Assassin’s Creed 2: Stupidly Fun Stabbification
Wherein I review another game about stabbing. In Italy.
Today, after what amounts to several days of addiction-style playing, Maynard and I finished Assassin’s Creed II, the sequal to last year’s unsurprisingly titled Assassin’s Creed.
Previously and previously, I had written not one but two reviews about the game wherein I complained about many flaws and bad design decisions therein – one before full completion and one after. Because my opinion about the game changed so radically with completion, I decided to wait until I was done playing this one.
Bullet Points, I Can Haz Them.
1) It has been a long, long time since a game addicted me to this level;
2) My playing it got Maynard addicted, and he ended up logging more hours into it than I did;
3) All the shit I hated about the first one is gone.
4) In my opinion, it is currently tied with Batman: Arkham Asylum for my Game-of-the-Year (my review)
Ten-Thousand Feet Fall Into a Bale of Hay.
Assassin’s Creed 2 is a third-person perspective parkour platformer with plenty of pernicious perfidity in the form of fatal face-stabbings and stupefying stunts. It has four primary gameplay elements: killification, explorification, renovation, and stamp-collectification.
If you’ve ever played any of the modern Prince of Persia games, you’ll have an idea of how the parkour/platforming mechanics work. While the first game’s parkour was ultimately kind of weak, this one uses a lot of the actions from the 2008 Prince of Persia reboot. The controls can be both super fluid and frustratingly difficult. However, while in Prince of Persia, the parkour is super important, AC2 is more about the act of, you know, assassinification of dudes.
Hence the title.
Let’s Talk About Sex, Baby.
Oh, man. There are sooooo many great gameplay elements introduced here.
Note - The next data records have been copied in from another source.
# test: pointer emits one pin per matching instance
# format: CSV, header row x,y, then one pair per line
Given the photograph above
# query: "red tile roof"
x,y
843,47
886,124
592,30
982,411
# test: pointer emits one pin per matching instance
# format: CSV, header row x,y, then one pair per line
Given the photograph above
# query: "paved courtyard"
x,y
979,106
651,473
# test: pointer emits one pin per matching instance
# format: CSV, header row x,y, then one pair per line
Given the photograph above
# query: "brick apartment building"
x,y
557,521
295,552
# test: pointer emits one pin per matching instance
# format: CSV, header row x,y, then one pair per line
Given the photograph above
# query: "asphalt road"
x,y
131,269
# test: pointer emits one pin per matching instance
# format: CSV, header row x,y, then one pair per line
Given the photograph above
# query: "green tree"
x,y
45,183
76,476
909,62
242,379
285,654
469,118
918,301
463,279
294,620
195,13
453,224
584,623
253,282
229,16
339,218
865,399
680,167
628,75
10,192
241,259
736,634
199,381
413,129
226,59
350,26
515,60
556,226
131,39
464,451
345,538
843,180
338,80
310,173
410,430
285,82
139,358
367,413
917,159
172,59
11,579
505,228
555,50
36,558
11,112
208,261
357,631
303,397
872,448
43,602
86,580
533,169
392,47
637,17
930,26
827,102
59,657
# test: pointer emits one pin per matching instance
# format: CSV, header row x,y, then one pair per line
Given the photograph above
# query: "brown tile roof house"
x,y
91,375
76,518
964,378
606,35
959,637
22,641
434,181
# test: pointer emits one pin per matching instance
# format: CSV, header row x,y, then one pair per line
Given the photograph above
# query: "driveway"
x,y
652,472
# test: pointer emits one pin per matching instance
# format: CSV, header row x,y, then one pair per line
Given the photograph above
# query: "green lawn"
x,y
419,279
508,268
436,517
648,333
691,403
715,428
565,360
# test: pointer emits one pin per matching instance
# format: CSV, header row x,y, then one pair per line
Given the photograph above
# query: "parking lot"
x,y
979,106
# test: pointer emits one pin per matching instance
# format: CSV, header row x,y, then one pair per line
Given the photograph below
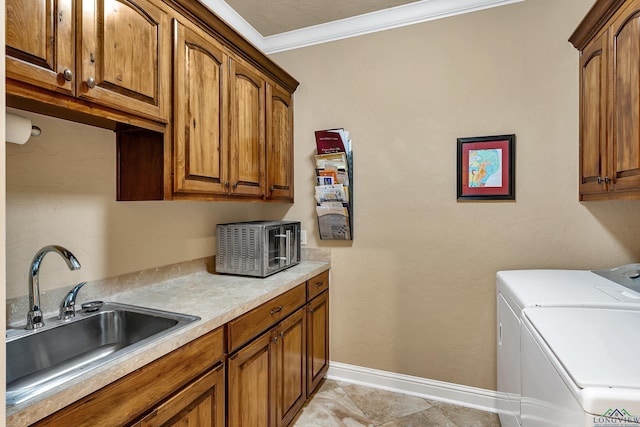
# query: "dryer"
x,y
519,289
580,367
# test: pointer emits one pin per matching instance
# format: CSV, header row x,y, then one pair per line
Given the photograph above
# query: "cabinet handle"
x,y
276,310
67,74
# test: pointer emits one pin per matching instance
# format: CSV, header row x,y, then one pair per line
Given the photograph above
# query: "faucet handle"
x,y
67,306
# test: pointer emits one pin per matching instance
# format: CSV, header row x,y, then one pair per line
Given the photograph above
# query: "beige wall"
x,y
414,293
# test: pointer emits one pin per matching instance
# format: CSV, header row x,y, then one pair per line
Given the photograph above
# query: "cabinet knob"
x,y
276,310
67,74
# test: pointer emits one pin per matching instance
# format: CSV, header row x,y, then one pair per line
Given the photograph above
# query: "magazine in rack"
x,y
334,184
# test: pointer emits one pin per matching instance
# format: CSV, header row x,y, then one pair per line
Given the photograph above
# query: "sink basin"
x,y
42,359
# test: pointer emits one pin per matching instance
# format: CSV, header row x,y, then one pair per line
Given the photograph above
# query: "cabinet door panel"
x,y
279,144
247,149
291,366
40,43
199,113
251,385
593,132
123,56
317,341
626,100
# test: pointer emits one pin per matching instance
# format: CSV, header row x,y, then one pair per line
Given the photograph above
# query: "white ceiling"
x,y
278,25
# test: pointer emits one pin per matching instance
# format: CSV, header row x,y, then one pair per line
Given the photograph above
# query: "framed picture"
x,y
486,168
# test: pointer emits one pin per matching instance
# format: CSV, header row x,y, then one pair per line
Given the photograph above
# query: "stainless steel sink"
x,y
39,360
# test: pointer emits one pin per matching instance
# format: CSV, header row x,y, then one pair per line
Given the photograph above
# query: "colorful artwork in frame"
x,y
486,168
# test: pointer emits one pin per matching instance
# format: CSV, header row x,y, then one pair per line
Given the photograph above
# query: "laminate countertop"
x,y
215,298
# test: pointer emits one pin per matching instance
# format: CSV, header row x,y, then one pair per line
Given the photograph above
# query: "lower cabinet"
x,y
271,377
200,404
291,390
267,380
183,385
251,384
317,340
278,354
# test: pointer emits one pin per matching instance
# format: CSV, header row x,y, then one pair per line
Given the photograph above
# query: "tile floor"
x,y
338,404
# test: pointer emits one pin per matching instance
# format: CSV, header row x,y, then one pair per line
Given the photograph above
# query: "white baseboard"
x,y
471,397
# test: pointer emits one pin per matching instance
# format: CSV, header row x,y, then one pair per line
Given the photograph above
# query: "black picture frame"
x,y
486,168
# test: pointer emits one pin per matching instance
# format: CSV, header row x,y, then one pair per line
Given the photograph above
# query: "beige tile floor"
x,y
338,404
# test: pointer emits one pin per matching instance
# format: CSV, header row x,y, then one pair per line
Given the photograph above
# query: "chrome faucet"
x,y
34,317
68,304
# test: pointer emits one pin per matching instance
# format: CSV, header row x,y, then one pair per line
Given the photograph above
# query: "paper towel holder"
x,y
19,129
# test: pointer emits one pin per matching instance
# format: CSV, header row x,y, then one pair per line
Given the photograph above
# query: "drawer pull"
x,y
276,310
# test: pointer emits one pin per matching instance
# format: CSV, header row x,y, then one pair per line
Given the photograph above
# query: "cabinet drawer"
x,y
249,325
317,285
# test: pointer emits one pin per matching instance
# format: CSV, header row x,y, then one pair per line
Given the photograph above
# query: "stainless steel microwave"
x,y
257,248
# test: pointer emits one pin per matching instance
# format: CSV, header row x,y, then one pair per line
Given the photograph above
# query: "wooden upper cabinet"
x,y
609,41
279,144
247,136
40,43
625,112
200,73
593,126
124,55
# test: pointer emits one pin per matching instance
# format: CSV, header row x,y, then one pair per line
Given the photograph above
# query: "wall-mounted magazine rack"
x,y
334,184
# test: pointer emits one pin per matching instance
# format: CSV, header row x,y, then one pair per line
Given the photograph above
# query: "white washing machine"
x,y
519,289
580,367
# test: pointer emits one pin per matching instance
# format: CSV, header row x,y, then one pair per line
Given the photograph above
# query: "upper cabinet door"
x,y
124,57
593,126
625,159
200,72
40,43
279,144
247,138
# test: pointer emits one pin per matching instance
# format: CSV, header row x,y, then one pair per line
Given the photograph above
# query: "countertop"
x,y
215,298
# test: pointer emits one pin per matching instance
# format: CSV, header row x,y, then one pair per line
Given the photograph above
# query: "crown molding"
x,y
400,16
235,21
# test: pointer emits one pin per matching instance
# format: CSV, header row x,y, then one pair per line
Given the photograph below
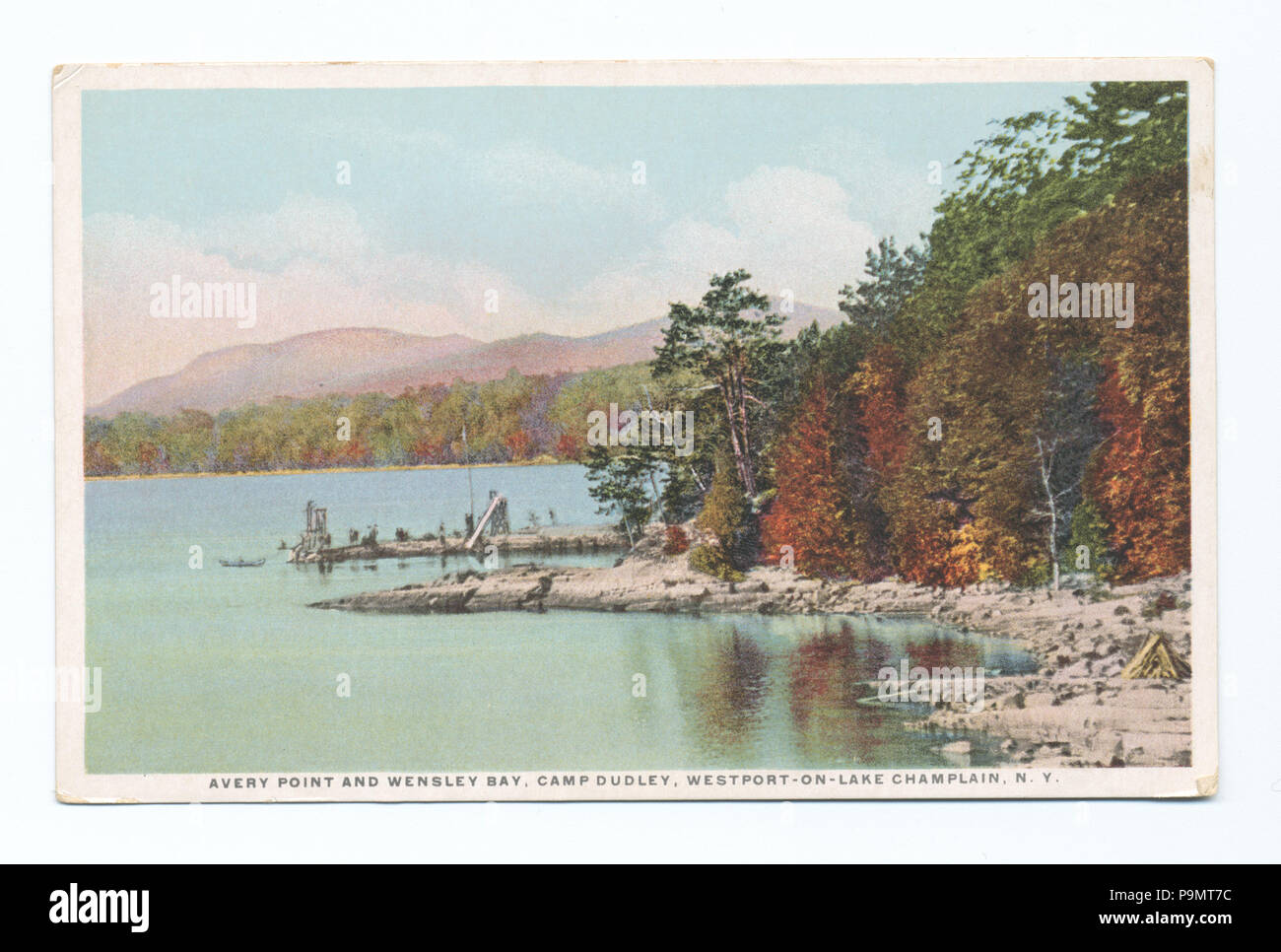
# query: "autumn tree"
x,y
811,512
726,342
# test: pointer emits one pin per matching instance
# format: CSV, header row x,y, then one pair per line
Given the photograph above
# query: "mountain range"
x,y
366,360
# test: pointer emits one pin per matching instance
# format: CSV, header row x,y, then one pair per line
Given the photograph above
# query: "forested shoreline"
x,y
948,431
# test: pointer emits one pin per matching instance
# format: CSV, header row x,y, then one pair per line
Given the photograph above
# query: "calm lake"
x,y
218,669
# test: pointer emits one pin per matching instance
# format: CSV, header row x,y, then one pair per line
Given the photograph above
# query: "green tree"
x,y
726,341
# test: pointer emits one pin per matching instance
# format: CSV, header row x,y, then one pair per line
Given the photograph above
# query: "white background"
x,y
1239,824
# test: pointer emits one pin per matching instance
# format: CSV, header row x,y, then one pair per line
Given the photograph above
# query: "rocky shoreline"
x,y
1075,712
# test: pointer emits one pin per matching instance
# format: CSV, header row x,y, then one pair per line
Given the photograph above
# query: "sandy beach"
x,y
1075,712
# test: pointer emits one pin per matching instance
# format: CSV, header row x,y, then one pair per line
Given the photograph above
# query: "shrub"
x,y
712,560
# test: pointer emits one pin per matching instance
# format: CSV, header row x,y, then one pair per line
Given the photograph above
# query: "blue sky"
x,y
528,191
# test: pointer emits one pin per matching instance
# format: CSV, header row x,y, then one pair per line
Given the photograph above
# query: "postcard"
x,y
635,431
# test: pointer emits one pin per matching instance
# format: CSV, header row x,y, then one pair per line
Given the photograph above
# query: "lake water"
x,y
219,669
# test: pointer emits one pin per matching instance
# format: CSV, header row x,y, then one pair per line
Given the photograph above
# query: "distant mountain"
x,y
370,360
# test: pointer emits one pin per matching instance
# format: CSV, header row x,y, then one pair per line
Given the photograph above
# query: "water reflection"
x,y
730,690
794,691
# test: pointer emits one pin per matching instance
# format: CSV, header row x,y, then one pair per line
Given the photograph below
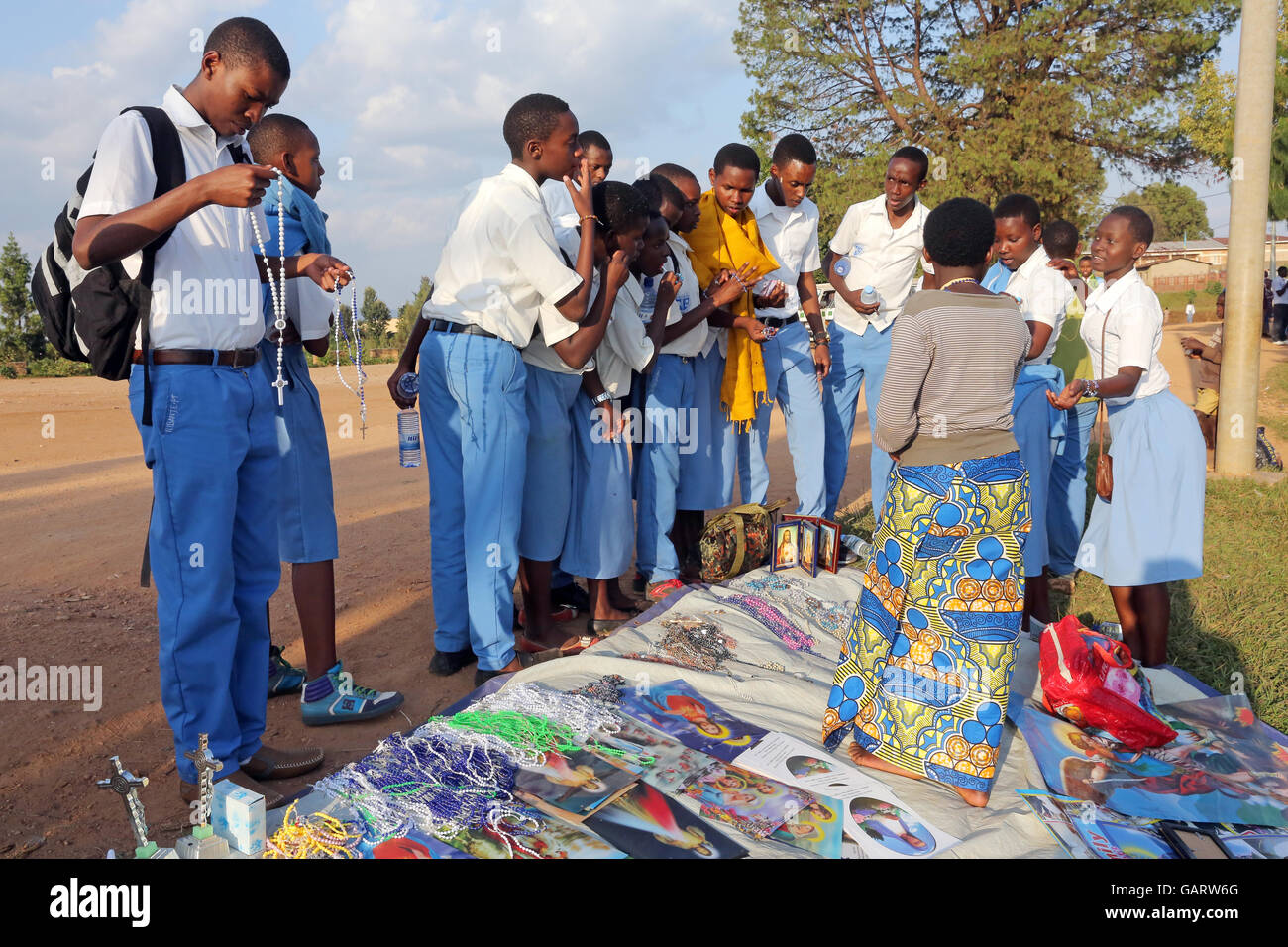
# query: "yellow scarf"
x,y
720,243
First, unlike the first game, where you could only blend into certain types of crowds and had to follow their pre-defined paths, you can blend into any crowd now. You immediately become invisible to guards if you’re standing in a crowd. It’s a kind of “group camo” and it’s a powerful bit of strategy.
Second, (and the most useful element, in my opinion) is the ability to hire groups of NPCs to do your bidding:
1) Whores, who are “excellent” at distracting guards for you, cannot follow you on rooftops, and are shit-ass at fighting for you;
2) Thieves, who are “okay” at distracting guards for you, can follow you over rooftops, and are “okay” at fighting for you;
3) Mercenaries, who can’t follow you over rooftops and cannot distract shit, but are “excellent” at killifying people for you.
The best part of any of these groups is that hiring them provides you with a “group camo” that moves with you. I spent a hell of a lot of time wandering the cities surrounded by a bevy of hookers.
Much like my real life.
Moving on.
The collectible system has been revamped and is actually fucking useful and fun. There are about five major kinds of collectibles, and they range from treasure chests to paintings to pages of the Assassin’s Codex (you want all of them), to Assassin Tomb seals (you really want all of these – there are six, and getting each one is a hell of a lot of fun), to the trivial (eagle feathers).
Most of them are used to increase the value of your family’s villa, which is the entire “renovation” gameplay. As your villa gets more valuable, it earns more money. This bit was a bit unbalanced; about halfway through the game we discovered we had no real need to obtain money because we had a stash of 300,000 florins on hand at all times.
The most fun (for me) collectible were the “glyphs”. Unlocking each one was a kind of “memory hack” that sort of explained where humanity came from – the origin of the species, as it were.
Gone are the tedious, repetition missions. Gone is the unavoidable combat. Gone is the tedious combat. Introduced are a bunch of cool new weapons (poisoned blades, a pistol, multiple assassin blades, etc.).
Time Keeps on Slippin’, Slippin’, Into the Future.
Storywise, AC2 is a much tighter, well-built beast than it’s predecessor. The game takes place in 15th century Italy. There are several major cities that you will get to explore fully (Florence, Tuscany, Forli, and Venice) plus a couple “half-cities” (the Villa, a country-side, and eventually a bit of Rome).
There are a couple really famous people that you interact with for a bit (who knew that Machiavelli was a member of the Assassin Order?) but the bee’s knees is that you have a big relationship to Leonardo Da Vinci. Leonardo does all sorts of cool things for you – building your bad-ass weapons, translating Codex Pages, giving you missions, whatever.
The cities themselves are vibrant, living things. Each one has a deep history and identity and they do a good job of immersing you in the culture and time.
The “core” story arc – the one that takes place in the “present” – is significantly better explained and much tighter. There seems to be A Plan now, and that will pay out in the next game (I expect – it kind of ends on a “To Be Continued”).
And In the End…
Buy this game. It’s easily 40 or 50 hours worth of stabbifying fun.